The worst thing is, all of us can't get today because Crabbe is dead and mostly everyone else is under Ministry watch. When I see some "war hero" smiling on the cover of a magazine, or speaking about all of the fallen "war heros", I want to scream. What about us? Did they ever stop to think about us? We're just like them. We walked the same halls as them, took the same classes, but our paths were different. Their paths lead them to statues and celebratory war-end parties, but our paths lead us once again to the Ministry halls and trials and pain of being torn apart.
I wonder if any of them ever feel it, Daphne or Blaise or Draco or Goyle or Luke, or even Theodore, even though he wasn't a group member, he was just the extra partner in potions who laughed at them sometimes but was a loner anyways. I want it to be all of us because it's all I've ever known, since I was seven or so. Draco, Pansy, Daphne, Crabbe, Goyle, Blaise, Story tagging along sometimes, belonging other times, Luke wandering, and Theodore in the corner. It should always be like thst. War shouldn't have ruined it, the best thing that's ever happened to me.
Last week was my birthday and I blew out the candles even though nobody wanted to celebrate, including me. But I made a wish, not for a new cloak or an owl or anything like that. I closed my eyes and thought, inside of my mind, that what I wanted the most was for everyone to be okay. I wanted Draco and his family to stay out of Azkaban, Theo and Luke and Goyle to be okay whether or not their families were sent to Azkaban, Pansy to be okay even if Draco nevertalked to her again, and Blaise to be okay even if Draco, his best friend, was sent to Azkaban. And for Daphne to live ahppily ever after, no matter what. It's all I need, all I want. All of my friends, living happily ever after, forever and forever.
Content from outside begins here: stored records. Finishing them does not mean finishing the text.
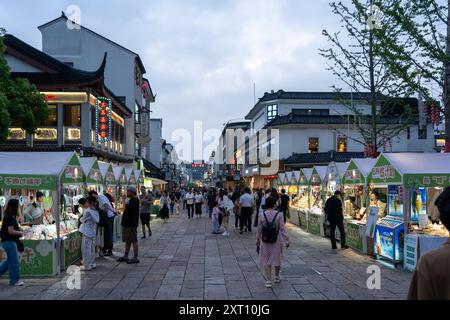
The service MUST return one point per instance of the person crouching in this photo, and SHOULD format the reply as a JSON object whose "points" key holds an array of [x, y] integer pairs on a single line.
{"points": [[88, 228]]}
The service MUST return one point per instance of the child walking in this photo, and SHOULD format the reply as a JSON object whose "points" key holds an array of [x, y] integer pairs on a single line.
{"points": [[88, 228], [215, 218]]}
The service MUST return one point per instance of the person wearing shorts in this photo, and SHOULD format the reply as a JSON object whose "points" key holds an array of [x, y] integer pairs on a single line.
{"points": [[130, 222]]}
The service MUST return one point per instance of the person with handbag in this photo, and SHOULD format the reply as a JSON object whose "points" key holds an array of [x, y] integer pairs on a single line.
{"points": [[11, 234], [88, 229], [34, 213], [271, 236], [164, 206]]}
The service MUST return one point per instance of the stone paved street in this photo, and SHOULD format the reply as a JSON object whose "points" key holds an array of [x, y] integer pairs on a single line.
{"points": [[183, 260]]}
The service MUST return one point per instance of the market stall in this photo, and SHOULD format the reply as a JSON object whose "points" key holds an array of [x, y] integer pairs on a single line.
{"points": [[413, 181], [111, 187], [139, 175], [121, 183], [304, 203], [316, 217], [131, 178], [52, 245], [93, 176], [355, 202], [109, 179]]}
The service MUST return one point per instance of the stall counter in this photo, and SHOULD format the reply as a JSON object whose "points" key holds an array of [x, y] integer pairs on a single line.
{"points": [[39, 258], [416, 245]]}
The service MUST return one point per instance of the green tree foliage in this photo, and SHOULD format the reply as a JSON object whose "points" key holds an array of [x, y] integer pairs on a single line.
{"points": [[21, 104], [420, 49]]}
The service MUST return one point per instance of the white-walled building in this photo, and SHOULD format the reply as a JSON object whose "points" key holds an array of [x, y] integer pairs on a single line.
{"points": [[155, 143], [313, 125], [84, 49]]}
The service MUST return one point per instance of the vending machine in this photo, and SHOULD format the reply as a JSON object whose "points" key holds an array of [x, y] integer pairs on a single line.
{"points": [[389, 240]]}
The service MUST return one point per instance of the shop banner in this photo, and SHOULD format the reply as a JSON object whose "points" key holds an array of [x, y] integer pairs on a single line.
{"points": [[428, 180], [355, 235], [410, 250], [372, 221], [20, 181], [395, 201]]}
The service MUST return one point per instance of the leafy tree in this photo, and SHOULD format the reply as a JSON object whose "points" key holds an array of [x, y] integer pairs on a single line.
{"points": [[353, 60], [21, 104], [421, 48]]}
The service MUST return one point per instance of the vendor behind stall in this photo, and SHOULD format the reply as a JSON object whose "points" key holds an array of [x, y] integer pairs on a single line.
{"points": [[431, 279], [376, 202], [34, 213]]}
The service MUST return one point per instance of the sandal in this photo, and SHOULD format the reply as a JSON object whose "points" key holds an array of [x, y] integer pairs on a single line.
{"points": [[123, 259], [133, 261]]}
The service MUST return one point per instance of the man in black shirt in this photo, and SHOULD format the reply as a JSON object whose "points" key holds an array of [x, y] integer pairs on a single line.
{"points": [[284, 204], [130, 222], [236, 195], [335, 216]]}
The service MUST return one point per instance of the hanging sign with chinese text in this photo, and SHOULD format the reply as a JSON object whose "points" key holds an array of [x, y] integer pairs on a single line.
{"points": [[103, 119]]}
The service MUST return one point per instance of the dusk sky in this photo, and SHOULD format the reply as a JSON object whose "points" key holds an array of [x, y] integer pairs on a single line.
{"points": [[202, 57]]}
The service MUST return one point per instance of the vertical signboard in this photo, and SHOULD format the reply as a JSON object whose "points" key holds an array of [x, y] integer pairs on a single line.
{"points": [[103, 119]]}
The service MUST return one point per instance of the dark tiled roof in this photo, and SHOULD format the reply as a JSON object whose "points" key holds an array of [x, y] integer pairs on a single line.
{"points": [[333, 119], [150, 166], [297, 95], [52, 63], [322, 157], [64, 17], [62, 74]]}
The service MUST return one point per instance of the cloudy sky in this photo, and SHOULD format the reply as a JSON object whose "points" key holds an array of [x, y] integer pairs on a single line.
{"points": [[202, 56]]}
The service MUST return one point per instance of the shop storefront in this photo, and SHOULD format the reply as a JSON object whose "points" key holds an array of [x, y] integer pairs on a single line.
{"points": [[56, 243]]}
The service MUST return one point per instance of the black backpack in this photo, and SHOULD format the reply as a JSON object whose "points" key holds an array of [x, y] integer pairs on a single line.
{"points": [[103, 218], [270, 230]]}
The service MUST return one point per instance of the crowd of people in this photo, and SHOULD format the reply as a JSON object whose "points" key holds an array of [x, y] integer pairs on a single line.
{"points": [[269, 208]]}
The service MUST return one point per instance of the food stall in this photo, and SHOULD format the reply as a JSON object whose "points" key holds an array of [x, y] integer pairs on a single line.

Do they ever think along thoise same lines? Or have they forgotten about me as though I wasn't ever even there? My family doesn't ask Daphne or I how our friends are anymore, and my father doesn't make Mrs. Astoria Nott jokes anymore and I miss them even though I hated them so strongly when I was a kid. It hurts that the end of the war, dawn for the rest of the world, might be our sunrise, the demise of all of the friendships I've ever loved so dearly.
Aren't friendships supposed to last forever, through thick and thin? Is it really supposed to matter if the side we were on loses a war and one person dies and everyone's dads and sent to Azkaban? Doesn't it just matter that we're together, for each other, forever? Even if he's sent to Azkaban, Draco Malfoy will still be my friend. Even if Luke's dad is sent to Azkaban and he and his brother are portrayed as evil in the Prophet, he'll still be my friend. Even if Pansy changes so much because she can't hang onto Draco's arm, she'll still be my friend. Unconditionally. That is how I love my friends, through thick and thin.